RCV took hold in New York City along with cities in Ohio, Massachusetts and other places. Oregonians amended their state constitution to explicitly accommodate it—and this language exists to this day.
The system did what it was supposed to do—give voters more choices by the ability of ranking candidates. Voters were no longer stuck in a ward or district dominated by one party and could choose women, independents or racial minorities without splitting a constituency at the polls. The key is to have multiple seats up for election with the ballot results allocated proportional to the votes cast.
Mill and Hare envisioned the promise of minority representation, but in a sense of protecting gentry from the masses. With RCV in the US, minority representation came true but in a way that helped folks who were usually excluded from democratic institutions. In fact, the federal Voting Rights Act has used forms of Fair Voting (proportional representation) to remedy racially polarized and minority voter dilution voting in places where single-member districts are difficult to create. Over 100 jurisdictions in our nation use this kind of voting for inclusive elections.
At first, opponents of RCV went to court with various suits. They claimed it violated the equal protection of the 14th Amendment. But the Courts disagreed and RCV was upheld as legal.
Opponents then mounted repeal efforts. In most places there was a ballot question calling for repealing RCV every time there was an election! Even though voters repeatedly turned the pro-party machine effort down, the same repeal question appeared on the ballot faithfully, year after year.

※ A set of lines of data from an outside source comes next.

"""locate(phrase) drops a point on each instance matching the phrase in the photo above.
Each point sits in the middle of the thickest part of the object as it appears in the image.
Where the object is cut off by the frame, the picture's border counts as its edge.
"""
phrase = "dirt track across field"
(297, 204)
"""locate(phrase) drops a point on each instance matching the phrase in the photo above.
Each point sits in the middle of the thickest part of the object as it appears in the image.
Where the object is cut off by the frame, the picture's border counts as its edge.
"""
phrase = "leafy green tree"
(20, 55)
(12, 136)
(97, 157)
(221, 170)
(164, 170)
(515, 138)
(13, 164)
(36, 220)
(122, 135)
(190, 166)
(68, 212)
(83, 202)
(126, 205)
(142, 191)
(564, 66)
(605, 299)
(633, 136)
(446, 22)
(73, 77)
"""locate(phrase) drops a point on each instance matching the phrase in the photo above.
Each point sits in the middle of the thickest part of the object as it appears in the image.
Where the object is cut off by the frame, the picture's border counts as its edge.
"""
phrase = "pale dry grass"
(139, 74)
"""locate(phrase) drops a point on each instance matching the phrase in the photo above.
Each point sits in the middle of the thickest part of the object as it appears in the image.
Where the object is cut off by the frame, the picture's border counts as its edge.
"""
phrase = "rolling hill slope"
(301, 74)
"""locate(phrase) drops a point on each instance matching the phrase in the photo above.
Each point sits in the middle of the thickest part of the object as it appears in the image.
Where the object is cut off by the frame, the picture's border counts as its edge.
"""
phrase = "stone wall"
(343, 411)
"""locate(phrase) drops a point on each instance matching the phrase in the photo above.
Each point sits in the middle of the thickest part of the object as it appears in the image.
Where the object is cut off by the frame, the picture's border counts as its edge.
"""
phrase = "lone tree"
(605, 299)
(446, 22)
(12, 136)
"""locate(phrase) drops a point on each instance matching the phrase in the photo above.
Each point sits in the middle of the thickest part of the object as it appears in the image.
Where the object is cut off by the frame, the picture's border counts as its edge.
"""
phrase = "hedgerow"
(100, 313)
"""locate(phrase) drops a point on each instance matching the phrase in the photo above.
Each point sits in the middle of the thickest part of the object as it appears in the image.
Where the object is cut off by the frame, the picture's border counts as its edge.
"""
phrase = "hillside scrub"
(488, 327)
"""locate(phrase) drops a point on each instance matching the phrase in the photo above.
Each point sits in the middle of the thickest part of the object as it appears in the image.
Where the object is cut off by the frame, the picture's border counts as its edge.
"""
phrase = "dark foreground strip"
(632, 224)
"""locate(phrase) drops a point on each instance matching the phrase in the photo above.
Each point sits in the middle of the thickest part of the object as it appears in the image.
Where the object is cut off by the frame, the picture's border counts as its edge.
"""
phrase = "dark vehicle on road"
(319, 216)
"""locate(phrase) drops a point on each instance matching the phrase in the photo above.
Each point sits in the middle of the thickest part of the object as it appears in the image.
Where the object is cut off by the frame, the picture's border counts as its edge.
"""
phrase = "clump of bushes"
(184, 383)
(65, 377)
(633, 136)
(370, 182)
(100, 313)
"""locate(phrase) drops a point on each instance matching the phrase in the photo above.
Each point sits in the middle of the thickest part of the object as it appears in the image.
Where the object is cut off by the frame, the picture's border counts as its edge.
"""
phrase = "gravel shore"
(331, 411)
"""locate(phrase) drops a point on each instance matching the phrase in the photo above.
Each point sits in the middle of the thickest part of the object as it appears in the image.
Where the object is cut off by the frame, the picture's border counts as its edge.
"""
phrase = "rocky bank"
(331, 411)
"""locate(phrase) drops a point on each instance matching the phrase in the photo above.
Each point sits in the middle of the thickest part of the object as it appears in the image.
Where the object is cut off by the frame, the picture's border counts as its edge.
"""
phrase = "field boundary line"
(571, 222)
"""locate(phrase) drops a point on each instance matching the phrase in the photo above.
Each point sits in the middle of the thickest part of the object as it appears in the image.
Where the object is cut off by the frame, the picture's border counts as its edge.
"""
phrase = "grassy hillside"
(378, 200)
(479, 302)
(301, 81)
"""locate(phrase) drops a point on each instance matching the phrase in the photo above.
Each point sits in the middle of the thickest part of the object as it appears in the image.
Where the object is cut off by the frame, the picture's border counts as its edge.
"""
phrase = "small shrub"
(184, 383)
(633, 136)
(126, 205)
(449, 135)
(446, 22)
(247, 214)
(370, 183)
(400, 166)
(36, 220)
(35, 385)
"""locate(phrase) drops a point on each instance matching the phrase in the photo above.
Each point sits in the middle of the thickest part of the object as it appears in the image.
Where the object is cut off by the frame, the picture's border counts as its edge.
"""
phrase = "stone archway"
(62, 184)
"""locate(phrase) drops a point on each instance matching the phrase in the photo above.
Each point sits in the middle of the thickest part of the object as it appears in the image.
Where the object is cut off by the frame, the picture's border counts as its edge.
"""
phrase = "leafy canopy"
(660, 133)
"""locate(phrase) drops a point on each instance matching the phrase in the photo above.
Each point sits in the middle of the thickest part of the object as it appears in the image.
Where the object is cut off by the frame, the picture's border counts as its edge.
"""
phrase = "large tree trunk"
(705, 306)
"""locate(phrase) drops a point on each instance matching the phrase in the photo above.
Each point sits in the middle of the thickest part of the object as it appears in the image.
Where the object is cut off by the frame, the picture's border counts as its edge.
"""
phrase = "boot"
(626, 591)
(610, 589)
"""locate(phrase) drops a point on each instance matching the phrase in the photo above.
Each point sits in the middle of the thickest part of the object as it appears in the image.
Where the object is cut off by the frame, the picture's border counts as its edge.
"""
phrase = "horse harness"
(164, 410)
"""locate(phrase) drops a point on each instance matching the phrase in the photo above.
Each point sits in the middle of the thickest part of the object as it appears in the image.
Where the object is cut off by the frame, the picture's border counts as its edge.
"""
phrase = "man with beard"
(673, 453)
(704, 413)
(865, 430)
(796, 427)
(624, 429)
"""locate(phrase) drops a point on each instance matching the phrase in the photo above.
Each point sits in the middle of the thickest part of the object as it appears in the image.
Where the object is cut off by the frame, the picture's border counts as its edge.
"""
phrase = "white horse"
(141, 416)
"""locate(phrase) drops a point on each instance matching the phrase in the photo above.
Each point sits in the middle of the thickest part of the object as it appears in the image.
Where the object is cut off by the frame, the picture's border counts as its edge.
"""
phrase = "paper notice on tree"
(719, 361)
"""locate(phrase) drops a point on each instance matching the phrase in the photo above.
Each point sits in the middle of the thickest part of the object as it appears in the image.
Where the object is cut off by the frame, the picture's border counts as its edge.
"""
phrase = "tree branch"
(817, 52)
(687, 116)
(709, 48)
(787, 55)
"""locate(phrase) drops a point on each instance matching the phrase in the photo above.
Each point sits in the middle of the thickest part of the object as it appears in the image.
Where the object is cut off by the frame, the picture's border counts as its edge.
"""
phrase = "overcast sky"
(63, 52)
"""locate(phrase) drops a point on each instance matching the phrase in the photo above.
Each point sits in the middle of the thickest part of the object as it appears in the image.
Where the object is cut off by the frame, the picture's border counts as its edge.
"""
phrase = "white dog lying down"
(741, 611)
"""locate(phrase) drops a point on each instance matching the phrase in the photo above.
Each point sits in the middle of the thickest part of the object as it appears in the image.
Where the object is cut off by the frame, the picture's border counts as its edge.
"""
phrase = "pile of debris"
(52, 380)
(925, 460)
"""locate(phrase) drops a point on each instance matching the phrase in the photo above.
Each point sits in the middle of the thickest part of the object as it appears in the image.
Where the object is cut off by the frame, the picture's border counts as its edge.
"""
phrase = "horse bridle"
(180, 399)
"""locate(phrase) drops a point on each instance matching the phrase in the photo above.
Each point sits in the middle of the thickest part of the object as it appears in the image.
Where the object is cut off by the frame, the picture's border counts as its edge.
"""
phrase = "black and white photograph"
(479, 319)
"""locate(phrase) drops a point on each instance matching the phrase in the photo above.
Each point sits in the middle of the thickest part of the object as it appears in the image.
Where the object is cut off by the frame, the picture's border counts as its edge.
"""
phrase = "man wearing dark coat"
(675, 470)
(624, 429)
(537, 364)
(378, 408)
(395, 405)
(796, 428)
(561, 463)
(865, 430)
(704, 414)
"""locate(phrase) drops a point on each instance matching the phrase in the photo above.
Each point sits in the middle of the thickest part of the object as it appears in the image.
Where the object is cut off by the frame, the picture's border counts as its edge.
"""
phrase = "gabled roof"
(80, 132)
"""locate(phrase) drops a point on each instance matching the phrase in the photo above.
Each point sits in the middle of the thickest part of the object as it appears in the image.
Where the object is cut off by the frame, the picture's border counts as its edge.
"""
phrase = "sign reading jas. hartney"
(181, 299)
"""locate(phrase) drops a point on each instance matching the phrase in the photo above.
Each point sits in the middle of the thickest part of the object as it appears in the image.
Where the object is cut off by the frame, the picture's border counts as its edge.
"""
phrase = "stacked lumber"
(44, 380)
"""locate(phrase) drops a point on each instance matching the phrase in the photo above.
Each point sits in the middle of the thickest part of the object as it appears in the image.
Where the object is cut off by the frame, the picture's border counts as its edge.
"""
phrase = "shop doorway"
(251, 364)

After World War II, the Cold War and racial issues came into prominence. In some of the cities using RCV, blacks were getting elected and opponents conducted "whisper campaigns" bemoaning racial block voting. In New York, during the height of the Red Scare, of couple of Communist Party members were elected to the city council. Opponents decried RCV as Stalinist and un-American.
It was these charges, unrelenting repeal efforts and voters forgetting why the system was implemented in the first place that led to successful repeals. By 1960, all cities except for Cambridge MA, had repealed Ranked Choice Voting.
This fall voters in Duluth Minnesota and the whole state of Maine will be considering the reform. These ballot measures have a great chance of winning. RCV is established in California’s Bay Area, the Twin Cities and Portland Maine.
Now that a leading reformer has added this idea to his unique presidential campaign effort, it looks like Ranked Choice Voting's time for national exposure might be coming after all.